When investing in a significant purchase like a computer, meticulous research reigns supreme. Comparing prices across websites, deciphering product reviews, and scouring online forums for expert advice become paramount.
Navigating these complexities is significantly easier on a desktop, where multiple tabs can be managed effortlessly, allowing for a comprehensive decision-making process.
Contrast this with the spontaneity of ordering flowers for your partner – a quick selection and a tap on “Checkout” suffice. Even when one-click “buy” functions exist on mobile platforms for expensive electronic purchases, the need for pre-purchase research remains vital.
Beyond user behavior, technology itself plays a role in driving higher desktop conversion rates. Users possess years of experience navigating desktop e-commerce platforms, where the purchase process remains largely consistent across websites.
Mobile, on the other hand, presents a fragmented landscape with varying payment systems. While PayPal might offer a seamless solution for some, its absence or lack of user accounts can impede the purchase journey.
This reinforces the importance of targeting users when they gravitate towards desktops for high-value transactions, leveraging their established comfort and familiarity for optimal conversion success.
How about security?
Desktop search boasts a well-established reputation for security in the minds of users. Firewalls and anti-virus software offer reliable protection, fostering a sense of security when engaging in online transactions.
Users are familiar with providing personal information to websites on desktops, often mirroring the same details provided in physical stores. However, mobile app permissions can raise significant concerns.
Requests for access beyond basic details like address, zip code, and credit card number, such as browsing history and location tracking, often lead to user hesitation. This reluctance is reflected in the fact that nearly 50% of mobile users have declined app installations due to excessive permission demands.
While branded apps can alleviate the burden of repeatedly entering payment information, their effectiveness hinges on user acceptance, which can be hindered by privacy concerns.
What does this mean for SEOs?
While mobile responsiveness and website speed remain crucial for both desktop and mobile users, neglecting desktop search would be a strategic misstep. Both indexes work in tandem, necessitating a comprehensive SEO strategy that caters to both platforms.
The focus now shifts to understanding the user journey across devices, crafting targeted campaigns that resonate with users based on their device and intended usage. Data analysis plays a key role in this process.
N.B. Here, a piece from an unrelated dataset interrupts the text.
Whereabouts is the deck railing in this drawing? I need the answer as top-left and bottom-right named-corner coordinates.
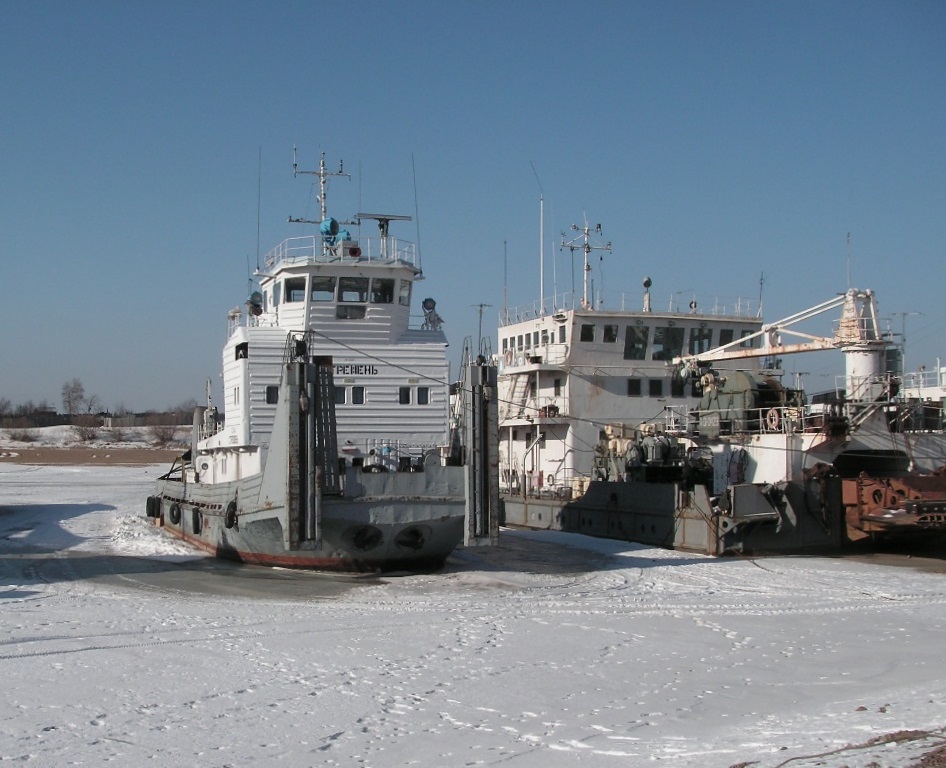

Identify user behavior patterns, like viewing video content primarily on mobile and consuming long-form content on desktop, and leverage that data to inform your content strategy.
Revisit existing blog posts and optimize them for both platforms, ensuring a seamless user experience regardless of device choice.
Remember, mobile devices are often preferred for media consumption, while desktops offer an immersive experience for browsing.
Google’s crackdown on intrusive interstitials currently focuses solely on mobile devices, allowing desktop websites to utilize welcome mats without penalty. This presents a further opportunity for desktop optimization and engagement.
It’s important to consider that the term “desktop” extends beyond traditional desktop computers. Laptops, with their increasing affordability, are still popular among younger generations, ensuring the continued prevalence of desktop search.